Viajar era siempre cruzar paisajes que parecían hablar: los llanos amarillentos quedaban atrás como un desierto que ardía en la mente, y el asfalto interminable, conducía hacia muros grises, hospitales donde la vida se mide en gotas. Su madre empeñosa e ilusionada decidió visitar a sus dos hijos. Se encontraba feliz en la casa de su hija, cuando de pronto cayó y no pudo levantarse.
Otra vez con todas las reservas el ISSSTE fue destino obligado. Fractura de cadera, dictaminaron. Y afuera, la espera: familiares bajo la lluvia refugiándose en la marquesina de una parada de camiones, como si fueran aves mojadas en un andén sin nombre. Dentro había sillas, pero no dejaban entrar. La intemperie era la antesala de la esperanza.
Una sobrina, ágil como un colibrí, burlo a los guardias. Consiguió hablar con la abuela y en la administración le dieron la noticia: cinco donadores de sangre antes de la cirugía. El 12 de septiembre era la fecha marcada, y mientras tanto la burocracia se volvía otra enfermedad, otra forma de dolor. La operación salió bien, el alivio fue breve: Laura, al ver a su madre cuando la dieron de alta, sintió una punzada, una corazonada que se le incrustó como espina. No me gusta cómo se ve, dijo a su hermana. ¡Cállate, cállate! Temo tus predicciones le rogó ella
Con voz vacilante pero fuerte. Laura calló como quien aparta una nube con la mano. Los días siguieron entre torpeza y risa: la madre con chispa, se burlaba de las hijas al verlas batallar para darle un baño. Ustedes no sacan un perro de una milpa, aunque se los den lazado, no saben cuidar un enfermo, decía, y su carcajada iluminaba el cuarto como un rayo de sol entre la tormenta.
4 Cuando todo parecía estable, Laura regresó a Durango. La tierra entre verde y seca la recibió con su respiro de polvo, con promesas de trabajo que terminaron en engaño. La ilusión de saber bien a su madre duro poco, el 24 de septiembre, llegó la llamada: su madre estaba grave y a las cinco de la tarde, otra llamada, ella murió.

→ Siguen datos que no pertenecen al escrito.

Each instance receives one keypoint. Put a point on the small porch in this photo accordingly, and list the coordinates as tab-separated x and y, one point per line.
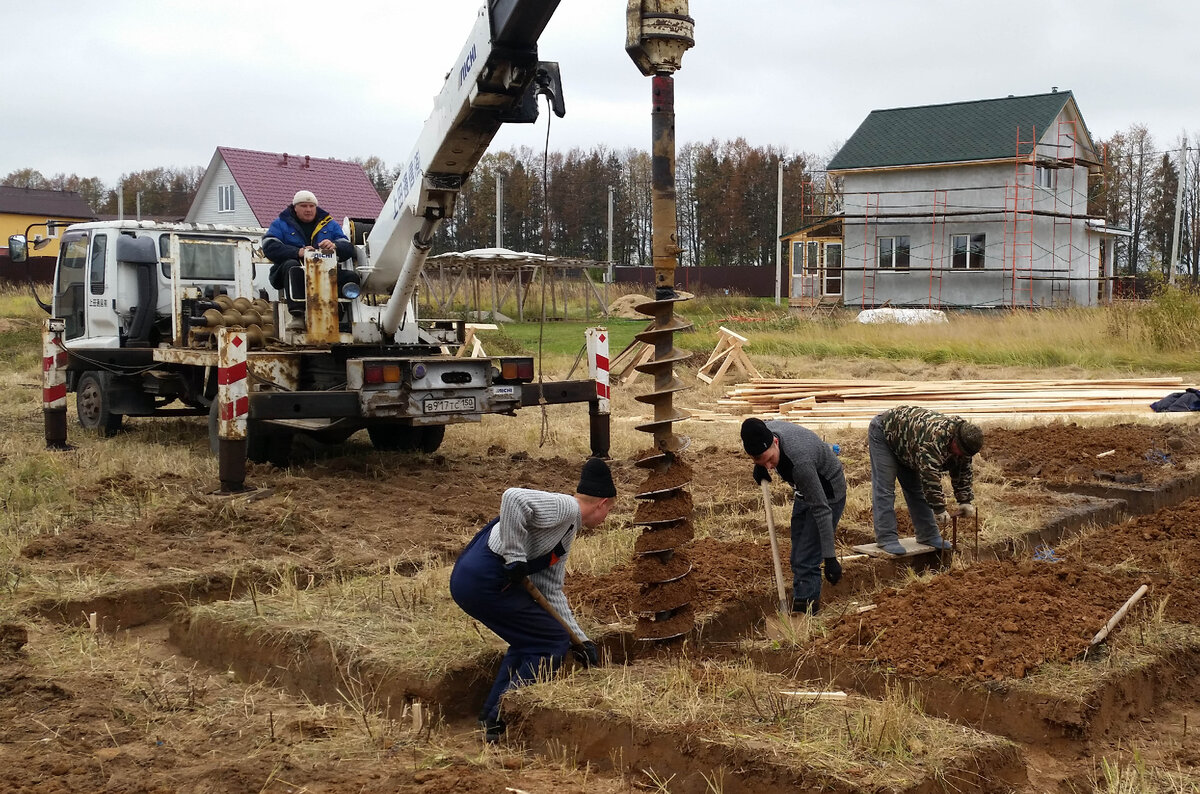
816	271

La decisión fue rápida: Laura y sus hermanos se trasladaron a la Ciudad de México para velarla, estar en su cremación, sus cenizas volverían al templo donde solía rezar. Un regreso de humo y memoria, un viaje sin cuerpo, solo el polvo de lo amado guardado en una urna. Laura pensaba en Catarino, pensaba en su madre. Dos luces apagadas en tan poco tiempo.
A veces no lo creía: tomaba el teléfono para hablar con su madre, pero la realidad la hacía regresarlo a su sitio, cosas de la inercia decía. Con Catarino sentía que podía irrumpir con una broma, con una mirada cómplice en medio de la rutina. Terminaba diciéndose, como mantra de resignación: la vida es así, hoy estamos aquí, mañana quizá no.
Fuera del hospital, de la Ciudad de México, el aire olía a tierra mojada. Los árboles frente al ISSSTE, parecían doblarse bajo la lluvia, igual que los cuerpos bajo el peso de la espera. En Durango el viento arrastraba polvo y cardos, y en esa sequedad persistente, Laura aprendía, la sangre, el agua y la ceniza son formas distintas de un mismo destino.
Ella con su tos, seguía siendo testigo: que la vida no se guarda en los cuerpos, sino en los gestos de amor que permanecen, como lluvia que fecunda la tierra, como polvo que nunca se borra del todo.